"You can safely do so, Madam," he whispered. "Mirliflor will be the man—and I know where to find him." And with this he rushed off first to his own chamber, then to the Crown Prince's apartments, and finally to the gardens in search of Giroflé.
"Sidney," said the Queen, "tell the heralds to proclaim that we will give our poor darling to anyone who succeeds in delivering her.... Don't argue about it—do as I tell you!" which King Sidney did.
As for the Court, they were too paralysed by so unexpected a calamity to be of the least assistance. The ladies-in-waiting were all in floods of tears, distressed, not only by the awful fate that had overtaken "Princess Four-eyes," but by the painful reflection that any one of them might be the dragon's next victim.
"This couldn't have happened except in a place like this!" declared the Queen, now on the verge of hysteria. "And why it should have been permitted to happen to US!—It wouldn't have, Sidney, if you had only had the sense to insist on that thing being destroyed! But you didn't—and this is the result!"
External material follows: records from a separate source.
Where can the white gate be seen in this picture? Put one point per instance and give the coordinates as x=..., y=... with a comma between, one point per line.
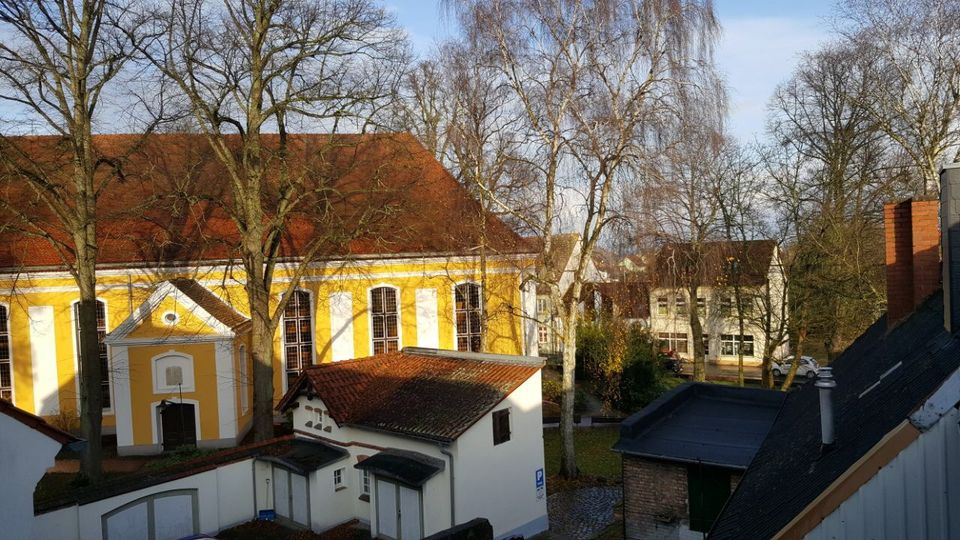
x=168, y=515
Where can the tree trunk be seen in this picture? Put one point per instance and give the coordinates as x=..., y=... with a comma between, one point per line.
x=261, y=335
x=696, y=329
x=568, y=462
x=91, y=401
x=797, y=355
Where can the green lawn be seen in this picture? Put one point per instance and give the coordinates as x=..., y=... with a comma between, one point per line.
x=592, y=446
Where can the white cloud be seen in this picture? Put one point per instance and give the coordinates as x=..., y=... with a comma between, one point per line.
x=755, y=55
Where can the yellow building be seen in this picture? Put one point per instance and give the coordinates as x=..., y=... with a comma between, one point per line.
x=173, y=307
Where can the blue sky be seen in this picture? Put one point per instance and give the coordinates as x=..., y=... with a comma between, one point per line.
x=759, y=47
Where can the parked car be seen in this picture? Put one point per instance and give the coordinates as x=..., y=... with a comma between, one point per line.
x=808, y=367
x=670, y=361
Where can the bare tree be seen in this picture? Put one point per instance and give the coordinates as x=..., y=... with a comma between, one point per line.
x=591, y=79
x=831, y=188
x=58, y=62
x=247, y=67
x=913, y=62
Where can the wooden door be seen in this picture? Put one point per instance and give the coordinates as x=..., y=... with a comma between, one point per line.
x=178, y=426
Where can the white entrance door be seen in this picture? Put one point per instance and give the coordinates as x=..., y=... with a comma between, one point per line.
x=399, y=512
x=387, y=509
x=281, y=492
x=410, y=525
x=290, y=498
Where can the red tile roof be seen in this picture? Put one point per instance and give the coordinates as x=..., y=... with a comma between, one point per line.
x=171, y=204
x=429, y=397
x=35, y=422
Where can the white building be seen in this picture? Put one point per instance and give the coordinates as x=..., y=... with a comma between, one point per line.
x=410, y=442
x=435, y=439
x=28, y=445
x=753, y=266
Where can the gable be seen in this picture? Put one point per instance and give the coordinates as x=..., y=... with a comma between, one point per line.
x=173, y=318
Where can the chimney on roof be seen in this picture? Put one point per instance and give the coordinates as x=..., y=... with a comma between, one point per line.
x=950, y=227
x=912, y=255
x=826, y=384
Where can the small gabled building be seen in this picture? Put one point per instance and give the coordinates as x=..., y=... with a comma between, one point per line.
x=721, y=269
x=874, y=450
x=435, y=439
x=685, y=453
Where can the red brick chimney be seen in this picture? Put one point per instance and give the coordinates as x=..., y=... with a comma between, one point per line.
x=912, y=229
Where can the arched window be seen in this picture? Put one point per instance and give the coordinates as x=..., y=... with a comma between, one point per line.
x=468, y=316
x=385, y=318
x=104, y=360
x=298, y=334
x=6, y=365
x=244, y=382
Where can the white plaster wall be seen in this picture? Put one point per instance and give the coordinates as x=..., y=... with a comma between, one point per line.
x=498, y=482
x=329, y=507
x=25, y=455
x=60, y=524
x=234, y=482
x=224, y=499
x=436, y=493
x=713, y=323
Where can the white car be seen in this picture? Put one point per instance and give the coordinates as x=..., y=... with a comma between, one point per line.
x=808, y=367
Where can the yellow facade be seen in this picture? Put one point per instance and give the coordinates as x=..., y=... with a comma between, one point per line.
x=124, y=291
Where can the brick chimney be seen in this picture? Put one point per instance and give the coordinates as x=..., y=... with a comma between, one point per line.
x=913, y=254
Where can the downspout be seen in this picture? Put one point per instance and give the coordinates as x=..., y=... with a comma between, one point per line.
x=453, y=499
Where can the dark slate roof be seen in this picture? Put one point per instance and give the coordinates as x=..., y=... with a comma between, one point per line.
x=212, y=304
x=415, y=393
x=713, y=265
x=702, y=423
x=36, y=423
x=411, y=468
x=291, y=452
x=789, y=471
x=307, y=456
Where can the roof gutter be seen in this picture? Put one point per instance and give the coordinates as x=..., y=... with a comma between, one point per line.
x=453, y=499
x=850, y=481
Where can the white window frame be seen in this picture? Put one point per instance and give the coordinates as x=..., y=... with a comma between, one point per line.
x=75, y=329
x=453, y=304
x=663, y=306
x=13, y=383
x=339, y=478
x=370, y=315
x=159, y=382
x=313, y=336
x=244, y=373
x=736, y=343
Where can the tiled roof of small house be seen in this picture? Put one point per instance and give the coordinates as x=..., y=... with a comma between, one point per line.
x=33, y=421
x=211, y=303
x=381, y=194
x=412, y=393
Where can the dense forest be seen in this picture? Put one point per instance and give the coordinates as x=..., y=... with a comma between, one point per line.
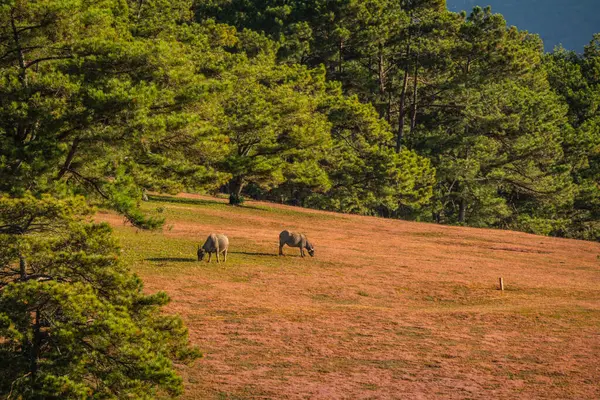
x=565, y=23
x=399, y=109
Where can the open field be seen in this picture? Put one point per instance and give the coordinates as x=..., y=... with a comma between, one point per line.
x=386, y=309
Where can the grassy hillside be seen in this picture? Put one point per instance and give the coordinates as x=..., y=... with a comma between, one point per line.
x=386, y=309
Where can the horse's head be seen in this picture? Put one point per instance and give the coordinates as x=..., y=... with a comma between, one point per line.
x=201, y=253
x=310, y=248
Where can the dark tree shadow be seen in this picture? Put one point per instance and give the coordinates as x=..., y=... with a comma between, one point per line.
x=247, y=253
x=183, y=200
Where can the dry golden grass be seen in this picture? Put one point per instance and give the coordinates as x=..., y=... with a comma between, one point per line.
x=386, y=309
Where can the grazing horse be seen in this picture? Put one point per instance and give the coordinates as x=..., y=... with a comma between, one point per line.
x=295, y=240
x=215, y=243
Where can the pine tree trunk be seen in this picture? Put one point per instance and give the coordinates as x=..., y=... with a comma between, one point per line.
x=462, y=211
x=235, y=190
x=400, y=136
x=35, y=349
x=22, y=267
x=413, y=117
"My love," said the King, "you forget. The poor girl herself insisted on its being spared. It—it's most unfortunate!"
And it certainly was.
CHAPTER XVII
THE REWARD OF VALOUR
If the Fairy Vogelflug could only have known that it was Edna and not Daphne who was really in danger from the dragon, she would have been comparatively calm. But since she did not know this, she was, as has been already stated, entirely unnerved for a time.